Jésus contemple ce qui ne passe pas, l’extraordinaire foi d’une humble femme dont personne ne connaît le non, sinon probablement Jésus. Elle donne tout à Dieu. Cette attitude de foi et de confiance dans le Seigneur ne passera pas. Comme l’écrit Paul aux Corinthiens : « l’amour ne passera jamais ! » (1Co 13,8) ; ou comme le dit Jésus lui-même : « celui qui perd sa vie à cause de moi la sauvera. » L’histoire du monde a un sens ; elle a un but. Chaque geste véritable d’amour et de foi conduit notre vie et notre monde vers son accomplissement, vers sa fin. Chacun d’entre nous fait basculer notre monde vers le Royaume de Dieu quand il remet sa vie entre les mains de Dieu dans la confiance et dans l’espérance.

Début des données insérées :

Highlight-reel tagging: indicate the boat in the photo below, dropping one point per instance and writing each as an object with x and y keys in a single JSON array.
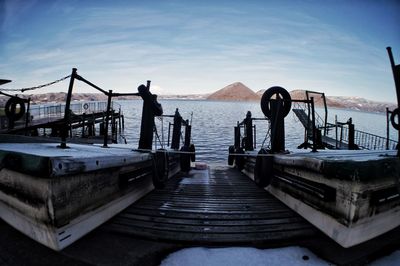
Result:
[
  {"x": 349, "y": 192},
  {"x": 56, "y": 192}
]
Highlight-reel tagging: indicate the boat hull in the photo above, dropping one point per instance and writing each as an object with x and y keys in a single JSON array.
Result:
[
  {"x": 351, "y": 196},
  {"x": 56, "y": 196}
]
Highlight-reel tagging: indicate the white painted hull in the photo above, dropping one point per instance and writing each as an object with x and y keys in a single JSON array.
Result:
[{"x": 58, "y": 238}]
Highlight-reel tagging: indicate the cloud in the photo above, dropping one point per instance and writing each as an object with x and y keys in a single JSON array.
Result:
[{"x": 192, "y": 49}]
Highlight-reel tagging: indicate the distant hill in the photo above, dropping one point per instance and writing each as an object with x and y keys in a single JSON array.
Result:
[{"x": 234, "y": 92}]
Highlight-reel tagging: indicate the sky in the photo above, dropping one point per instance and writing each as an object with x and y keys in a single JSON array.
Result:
[{"x": 194, "y": 47}]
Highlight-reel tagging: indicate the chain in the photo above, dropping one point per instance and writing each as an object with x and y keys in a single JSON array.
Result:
[{"x": 37, "y": 87}]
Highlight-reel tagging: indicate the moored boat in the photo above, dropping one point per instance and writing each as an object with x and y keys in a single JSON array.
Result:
[
  {"x": 351, "y": 195},
  {"x": 56, "y": 192}
]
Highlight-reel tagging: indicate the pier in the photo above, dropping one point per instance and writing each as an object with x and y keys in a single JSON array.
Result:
[{"x": 216, "y": 207}]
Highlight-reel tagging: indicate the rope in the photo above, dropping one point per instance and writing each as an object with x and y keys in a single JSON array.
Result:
[{"x": 37, "y": 87}]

L’oracle du prophète Malachie, très ancien (5e siècle av. J.-C., après l’exil), annonce la venue du « Jour du Seigneur ». Dieu conduit l’histoire du monde et viendra la couronner lui-même. Les passages de la Bible, de l’Ancien et du Nouveau Testament, nous parlent de cette venue de Dieu dans un langage apocalyptique qui peut faire peur.  Les sectes utilisent abondamment ces textes pour acquérir des adeptes. Méfiez-vous, dit Jésus, prenez garde à tous ces gens, ne les suivez pas ! Il nous invite à ne surtout pas nous effrayer, même devant des soulèvements et des guerres, même devant des tremblements de terre et des faits terrifiants. Il est dans notre barque, comme il l’était dans celle des disciples alors que la tempête faisait rage sur le lac (Lc 8,22-25).

À la question des disciples, qui lui demandent « quand ce sera la fin du monde ? », Jésus ne répond pas. Ce n’est pas la bonne question ! Le plus important est de vivre dans l’espérance de la venue du Seigneur. Jésus nous le rappelle très clairement dans l’évangile : « C’est par votre persévérance que vous obtiendrez la vie. » Il ne nous promet pas une vie sans épreuves. Il annonce même à ses disciples des persécutions nombreuses. Ce que Jésus demande à ses amis, c’est de tenir bon et de durer dans l’espérance, de garder confiance en lui, de s’appuyer sur lui seul. Ne dit-il pas un peu plus loin dans l’évangile : « Le ciel et la terre passeront, mes paroles ne passeront pas » (Lc 21,33) ? Cette attitude de confiance renouvelée chaque jour qui passe est celle du vrai croyant, dont la pauvre veuve est le plus bel exemple.

Comme cette femme, ayons donc confiance dans le Seigneur Jésus. Quelle que soit notre situation, et peut-être les détresses ou les angoisses qui sont les nôtres, gardons confiance et restons dans cette attente du Seigneur vers lequel sont orientées nos vies. Comme la pauvre veuve du temple, offrons au Seigneur tout ce que nous sommes afin que chacune de nos vies trouve son accomplissement en lui et que, grâce à notre fragile espérance, le monde aussi, à travers ses nombreuses secousses, tende vers cette venue promise du Seigneur à la fin des temps, au terme de l’histoire.